Тут место отсутствующего отца заступил старый друг дома; когда-то и он жил и любил, а когда жизнь потрепала его, нашел убежище под боком у друга своей юности и ободрился душой. Он оживлял разговор, распространяясь более всего об ошибках в выборе супруга, приводя удивительные примеры вовремя или слишком поздно разъяснившихся недоразумений. Люцинда показала себя во всем блеске, объявив, что случай везде, в том числе и при заключении брака, может послужить ко благу, но гораздо прекрасней и возвышенней, если человек вправе сказать: «Я обязан счастьем самому себе, спокойному убеждению своего сердца, благородству намерений и быстроте решений». Люцидор одобрил ее слова со слезами на глазах, и вскоре девицы удалились. Старый председатель застолья мог дать себе волю и рассказать множество историй; забавные примеры, о которых пошла беседа, так близко задевали нашего героя, что лишь при его воспитании можно было победить себя и не взорваться; впрочем, это и произошло, едва юноша остался один.
– Я сдержался! – вскричал он. – Нет, я не хочу огорчать батюшку, впутав его в такую неразбериху. Я сдержал себя, потому что в этом достойном старце увидел заместителя обоих отцов: с ним я поговорю, он станет посредником, – ведь он почти уже высказал мои желанья. Неужели в отдельном случае он будет порицать то, что вообще одобряет? Завтра же утром пойду к нему: надобно дать выход этому напору чувств.
За завтраком, однако, старик отсутствовал; было сказано, что вчера он слишком много разговаривал, слишком поздно засиделся и выпил вина сверх привычного. В похвалу ему рассказали немало разных вещей, и, слыша их, Люцидор приходил в отчаяние из-за того, что сразу же к нему не обратился. Это неприятное чувство еще усилилось от известия, что при таких приступах замечательный старик не показывается иногда по целой неделе.

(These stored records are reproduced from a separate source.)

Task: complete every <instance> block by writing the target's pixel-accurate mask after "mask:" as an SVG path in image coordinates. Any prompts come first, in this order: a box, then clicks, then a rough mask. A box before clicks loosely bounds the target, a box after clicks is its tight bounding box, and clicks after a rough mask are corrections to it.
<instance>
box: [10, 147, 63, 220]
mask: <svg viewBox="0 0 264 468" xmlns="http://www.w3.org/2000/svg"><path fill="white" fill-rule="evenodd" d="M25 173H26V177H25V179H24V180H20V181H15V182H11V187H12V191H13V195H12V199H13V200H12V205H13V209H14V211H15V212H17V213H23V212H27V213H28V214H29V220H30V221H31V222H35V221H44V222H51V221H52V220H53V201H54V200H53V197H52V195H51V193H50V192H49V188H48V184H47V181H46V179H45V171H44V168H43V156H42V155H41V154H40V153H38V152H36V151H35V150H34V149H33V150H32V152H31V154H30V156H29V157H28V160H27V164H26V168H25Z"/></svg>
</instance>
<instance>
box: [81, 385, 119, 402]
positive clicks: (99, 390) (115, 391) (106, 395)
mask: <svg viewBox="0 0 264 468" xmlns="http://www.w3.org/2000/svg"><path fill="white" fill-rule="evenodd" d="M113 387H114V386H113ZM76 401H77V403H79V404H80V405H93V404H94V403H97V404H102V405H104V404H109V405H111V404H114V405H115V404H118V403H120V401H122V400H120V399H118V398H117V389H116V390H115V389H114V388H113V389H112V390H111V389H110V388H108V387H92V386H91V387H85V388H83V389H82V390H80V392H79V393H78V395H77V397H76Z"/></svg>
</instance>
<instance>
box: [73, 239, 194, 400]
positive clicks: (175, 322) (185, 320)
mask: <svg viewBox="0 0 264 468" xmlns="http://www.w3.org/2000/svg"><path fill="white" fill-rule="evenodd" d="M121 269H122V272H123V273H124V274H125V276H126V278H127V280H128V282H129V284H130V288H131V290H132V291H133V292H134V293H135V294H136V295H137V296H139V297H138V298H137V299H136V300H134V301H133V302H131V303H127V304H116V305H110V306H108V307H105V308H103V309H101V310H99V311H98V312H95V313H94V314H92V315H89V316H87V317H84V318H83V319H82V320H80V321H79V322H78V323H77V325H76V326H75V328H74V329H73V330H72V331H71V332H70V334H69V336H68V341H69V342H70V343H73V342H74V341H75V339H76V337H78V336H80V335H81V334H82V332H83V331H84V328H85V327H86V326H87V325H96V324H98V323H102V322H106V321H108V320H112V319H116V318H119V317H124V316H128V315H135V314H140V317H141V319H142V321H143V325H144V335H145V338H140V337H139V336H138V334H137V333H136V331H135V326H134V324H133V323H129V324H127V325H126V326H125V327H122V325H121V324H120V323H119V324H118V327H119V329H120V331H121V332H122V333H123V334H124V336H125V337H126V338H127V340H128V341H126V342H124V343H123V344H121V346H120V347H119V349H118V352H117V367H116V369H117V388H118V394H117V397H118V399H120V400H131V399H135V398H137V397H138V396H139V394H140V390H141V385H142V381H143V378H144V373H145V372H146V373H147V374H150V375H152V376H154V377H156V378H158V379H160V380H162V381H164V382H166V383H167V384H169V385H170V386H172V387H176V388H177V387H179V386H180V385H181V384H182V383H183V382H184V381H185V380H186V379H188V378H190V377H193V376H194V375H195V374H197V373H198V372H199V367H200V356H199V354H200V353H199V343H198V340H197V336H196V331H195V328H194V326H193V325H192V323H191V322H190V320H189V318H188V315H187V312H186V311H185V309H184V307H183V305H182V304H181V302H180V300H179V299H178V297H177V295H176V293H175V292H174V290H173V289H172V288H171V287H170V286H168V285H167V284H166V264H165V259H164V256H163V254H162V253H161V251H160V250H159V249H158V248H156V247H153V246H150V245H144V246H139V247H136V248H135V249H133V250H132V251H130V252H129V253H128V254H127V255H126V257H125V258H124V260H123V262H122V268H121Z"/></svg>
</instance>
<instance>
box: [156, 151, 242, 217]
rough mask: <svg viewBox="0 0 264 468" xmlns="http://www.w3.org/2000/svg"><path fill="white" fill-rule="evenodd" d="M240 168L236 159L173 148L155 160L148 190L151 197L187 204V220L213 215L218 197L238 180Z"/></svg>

Деревенская жизнь предоставляет для светского общения немалые выгоды, особенно если хозяева, люди думающие и чувствующие, много лет имели возможность помогать природе и улучшать все вокруг. К счастью, то же самое было и тут. Председатель, который сам был богат и служил на доходном месте, занимался и пока был холост, и в годы долгого счастливого брака тем, что по своему суждению, по вкусу жены, а потом и по желанию и прихоти детей разбивал там и тут большие и малые парки и затем с умом соединял их дорогами и аллеями, так что теперь перед взором гуляющих непрестанно сменялись приятные и разнообразные декорации. В такую прогулку и увлекли гостя младшие члены семейства: ведь мы охотно показываем постороннему наши владения, чтобы он свежими глазами увидел ставшее для нас привычным и навсегда сохранил первое приятное впечатление.
И ближние и дальние окрестности были весьма удобны для скромных угодий, для истинно сельских затей. Плодородные холмы перемежались низменными влажными лугами, так что временами можно было обозреть всю местность, вовсе не такую уж плоскую. И хотя бо́льшая часть земли была отдана пользе, не было забыто и приятное, радующее взгляд.
К усадебному дому и к службам примыкали парки, плодовые сады и лужайки, откуда незаметно переходили в рощицу, через которую вилась, то взбираясь на холм, то спускаясь под уклон, широкая проезжая дорога. Посреди рощи, на самом высоком месте был построен садовый домик – зала с примыкающими покоями. Вошедшие в главную дверь видели перед собой отраженный в огромном зеркале ландшафт, на который отсюда открывался наилучший вид, и сразу же оборачивались, чтобы взгляд, пораженный неожиданной картиной в стекле, успокоился созерцанием природы. Дело в том, что подход к домику был устроен весьма хитро, и все, чему следовало предстать внезапно, было искусно скрыто от глаз. И каждому вошедшему хотелось по многу раз оборачиваться от зеркала к природе и от ландшафта – к его отражению.